Eight nursing home workers in Stralsund received five times the normal dose of the Pfizer-BioNTech coronavirus vaccine, sending half of them to the hospital with Covid-19 symptoms – but the company insists the megadose is safe.
A group of care home employees in the northeastern town of Stralsund was accidentally dosed with five times the prescribed amount of Pfizer-BioNTech’s newly approved Covid-19 vaccine on Sunday – the first day Germany began vaccinating healthcare workers and nursing home residents against the virus.
Eight employees received five times the 30-microgram (mcg) dose of the jab, which was recently christened Comirnaty.

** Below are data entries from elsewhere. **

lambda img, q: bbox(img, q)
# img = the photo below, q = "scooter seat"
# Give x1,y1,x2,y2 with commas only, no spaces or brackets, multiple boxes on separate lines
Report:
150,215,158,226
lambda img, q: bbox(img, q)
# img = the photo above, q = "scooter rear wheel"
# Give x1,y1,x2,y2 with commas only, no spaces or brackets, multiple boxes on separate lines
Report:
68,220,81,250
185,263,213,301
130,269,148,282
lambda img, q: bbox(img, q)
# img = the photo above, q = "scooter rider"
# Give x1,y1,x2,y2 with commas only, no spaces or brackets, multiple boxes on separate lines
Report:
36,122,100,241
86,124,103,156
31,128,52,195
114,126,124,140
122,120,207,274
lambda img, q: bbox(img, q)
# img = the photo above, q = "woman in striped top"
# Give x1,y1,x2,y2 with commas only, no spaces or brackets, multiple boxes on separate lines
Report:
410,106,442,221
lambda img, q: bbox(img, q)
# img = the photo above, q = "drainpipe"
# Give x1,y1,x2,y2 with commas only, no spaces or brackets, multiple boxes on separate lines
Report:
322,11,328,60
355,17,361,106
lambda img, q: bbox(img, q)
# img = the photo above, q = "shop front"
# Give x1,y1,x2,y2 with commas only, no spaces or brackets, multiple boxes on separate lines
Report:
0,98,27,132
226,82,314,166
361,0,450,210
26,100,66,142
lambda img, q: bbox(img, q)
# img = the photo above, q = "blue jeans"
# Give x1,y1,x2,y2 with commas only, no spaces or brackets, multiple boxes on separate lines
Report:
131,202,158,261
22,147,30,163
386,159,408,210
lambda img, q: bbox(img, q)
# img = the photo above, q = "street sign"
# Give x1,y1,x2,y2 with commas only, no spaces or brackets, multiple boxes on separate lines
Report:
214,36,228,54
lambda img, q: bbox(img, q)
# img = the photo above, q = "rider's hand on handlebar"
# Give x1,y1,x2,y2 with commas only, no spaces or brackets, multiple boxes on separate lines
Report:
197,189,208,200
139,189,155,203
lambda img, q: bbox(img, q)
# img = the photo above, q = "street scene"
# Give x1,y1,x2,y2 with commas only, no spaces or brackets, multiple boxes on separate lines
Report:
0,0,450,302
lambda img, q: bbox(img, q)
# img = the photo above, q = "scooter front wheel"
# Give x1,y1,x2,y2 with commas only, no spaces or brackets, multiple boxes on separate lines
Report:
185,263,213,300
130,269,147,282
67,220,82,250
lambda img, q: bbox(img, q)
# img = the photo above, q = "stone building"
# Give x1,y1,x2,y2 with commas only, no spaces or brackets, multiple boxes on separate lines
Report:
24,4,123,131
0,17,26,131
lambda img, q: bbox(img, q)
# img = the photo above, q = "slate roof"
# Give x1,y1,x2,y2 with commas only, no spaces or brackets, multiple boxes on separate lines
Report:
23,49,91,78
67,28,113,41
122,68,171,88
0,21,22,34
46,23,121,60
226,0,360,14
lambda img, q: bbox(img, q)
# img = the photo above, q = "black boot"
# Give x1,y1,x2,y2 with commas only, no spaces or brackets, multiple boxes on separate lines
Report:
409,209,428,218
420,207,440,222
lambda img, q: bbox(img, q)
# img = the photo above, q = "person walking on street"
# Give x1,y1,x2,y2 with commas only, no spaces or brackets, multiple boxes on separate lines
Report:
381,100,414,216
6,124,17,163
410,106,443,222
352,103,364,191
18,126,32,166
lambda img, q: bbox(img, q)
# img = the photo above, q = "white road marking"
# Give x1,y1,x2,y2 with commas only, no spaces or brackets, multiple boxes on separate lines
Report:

Four of those were hospitalized as a “precautionary measure” after experiencing flu-like (and Covid-19-like) symptoms, Vorpommern-Rügen district administrator Stefan Kerth revealed on Monday.
“I deeply regret this incident,” Kerth told reporters, expressing “hope” that “those affected suffer no serious side effects.”
While the prescribed dose for Comirnaty is just 30mcg, a spokeswoman for BioNTech insisted researchers had experimented with “increased dosages” during clinical trials and found doses of as much as 100mcg were tolerated without “serious consequences.” However, five times the normal dose would be 150mcg, half again as much as a 100mcg overdose, and it’s not clear if any of the clinical trials had tested such high doses.
The overdosed group consisted of seven women and one man, all aged between 38 and 54. The vaccine is being administered to elderly nursing home residents and employees at such facilities first, with a rollout for the general population to begin next year.
The arrival of pharmaceutical salvation has already encountered obstacles, however, with some districts rejecting their vaccine shipments on the suspicion they had not been kept at the ultra-cold temperature of -70 degrees Celsius required to retain safety and effectiveness.
Seven districts in Bavaria opted to return 1,000 shots after the ‘cold’ boxes in which they arrived registered internal temperatures up to 15 degrees Celsius, dismissing BioNTech’s claim that the comparatively lukewarm vaccine shipment was “probably okay.”
Medical authorities also discovered on Monday that, while vaccine containers were supposed to carry five doses, Comirnaty’s vials actually included closer to six – an anomaly dismissed as intentional “slight overfill” by the manufacturer. However, EU health officials warned that “under no circumstances” were vaccine leftovers from multiple containers meant to be mixed.
While the European Union was initially hesitant to rush the Pfizer jab to market, and even criticized the UK for bragging about being the first country to embrace the experimental shot, continental health authorities stepped up their delivery timetable earlier this month when member nations, including Germany, complained about the delay. European countries began vaccinating people over the weekend, with the authorities recommending anyone over 16 years of age receive the dual-dose shot.